En Resistencia


Al otro día llegaron los tres sorianitos a Resistencia, ciudad nueva, que crecía rápidamente, porque, en ese avance maravilloso de la República Argentina sobre los inmensos parajes de que antes fueron dueños absolutos los indios, la obra civilizadora se desarrollaba prodigiosamente. Resistencia era una serie de calles paralelas, en las que existía importante colonia española. Lo que más les impresionó a los recién llegados, cuando pedían el nombre de una fonda donde alojarse al jefe de estación, fue la muchedumbre de indios. No vestían como ellos imaginaban según los cuentos tradicionales de la vieja Castilla. No llevaban cercos de altas plumas multicolores sobre la cabellera: ni túnicas blancas, ni calzones en forma de zarahuelles. Vestían estos indios con trajes europeos, como obreros de Barcelona y de Buenos Aires, calzones de lienzo azul, blusas de igual color, gorras o boinas en la testa. Sólo diferenciaban de los hombres de las razas europeas por el prolongado cráneo caballuno, la tez cobriza, los ojos que se abrían en lo más alto del cráneo y la excesiva prolongación de los brazos así como las rudas, fuertes manos, de uñas aplastadas. Ellos trabajaban en los muelles de la estación, ellos conducían carritos tirados por pequeños caballos, ellos iban y venían en sus industrias hablando entre sí un idioma desconocido a los sorianos. Si entonces se hubiera presentado ante los viajeros Presto Culcufura, no le hubieran distinguido de los otros sus paisanos y coterráneos.

No sin dificultades llegaron al Agente consular. Éste les dijo:

-Mostradme los documentos que os acreditan como tales hijos de Dióscoro Cerdera.

Próspero mostró esos documentos. El representante de España los examinó atentamente, y luego dijo:

-Está bien. No sólo se demuestra aquí que sois los herederos de Roque Lanceote y Mesnera, sino que venís investidos de poder suficiente, aún siendo menores de edad, para que al amparo del fiscal Federal, recibáis vuestro peculio. Pero he de deciros que yo tengo en mi arca el codicilo secretísimo de vuestro pariente Roque Lanceote, y habréis de abrirlo en mi presencia ante dos testigos, que lo serán dos comerciantes españoles que ubican al lado de mi casa.

Y el Agente consular envió a un dependiente en requerimiento de aquellos españoles. Llegaron ellos un cuarto de hora después.

Y, enterados del caso, manifestáronse dispuestos a intervenir en la operación, no sin preguntar celosamente a los niños todo cuanto interesaban para conocer su aventura.

Uno de estos españoles había nacido en La Coruña. Llamábase Fidel de los Pazos. Llegó a Buenos Aires siendo mozo, con poca instrucción, pero con ánimo valentísimo. Anduvo en diversos trabajos y negocios y en sus nuevas emigraciones por el país argentino, llegó a Resistencia, que entonces no era sino una aldehuela. Su labor admirable, celosa y honrada le otorgó la confianza de capitalistas y criollos.Llegó a ser director de una fábrica de tanino y, más tarde, dueño de un almacén de comestibles.
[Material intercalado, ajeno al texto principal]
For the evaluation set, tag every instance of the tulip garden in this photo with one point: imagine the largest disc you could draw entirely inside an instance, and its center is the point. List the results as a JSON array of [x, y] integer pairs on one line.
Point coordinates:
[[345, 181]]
Fidel de los Pazos había conocido a Roque Lanceote; y dijo a Próspero:

-Tu tío era un hombre raro. El más fuerte de la colonia española. Él andaba con los indios, él servía al Gobierno Federal, como hicieron todos los españoles en ese tiempo. Pero, con ser tan bueno y tan honrado, tenía singularidades que nunca pudimos entender. Yo era su amigo, muy amigo, acaso su mejor amigo. Y un día me dijo:

-«Aquí he trabajado mucho, pero mi fortuna no está aquí... Está allá, muy lejos...» No sé lo que contendrá ese codicilo que él me había anunciado, pensando que era vuestro padre el que viniera a enterarse del documento. Supongo que habrá cosas extraordinarias en esa última y verdadera voluntad de Lanceote.

El otro testigo buscado por el Agente consular era Fuensanto del Valle, natural de Córdoba, honradísimo mercader, de ánimo alegre, que conservaba en la larguísima estancia tan lejos de su Patria, el decir y el pensar de los cordubenses:

-Chaveítas míos -dijo-, me es muy agradable veros, porque, aunque no habéis nacido en Córdoba, sois españoles y por eso os quiero. He oído lo que ha dicho mi compañero Fidel de los Pazos... Vamos a ver lo que dice ese papelito secreto y ya veremos lo que conviene que hagáis.

El agente consular, auxiliado de su secretario, abrió el pliego, que tenia cinco lacres, con las iniciales del finado Lanceote.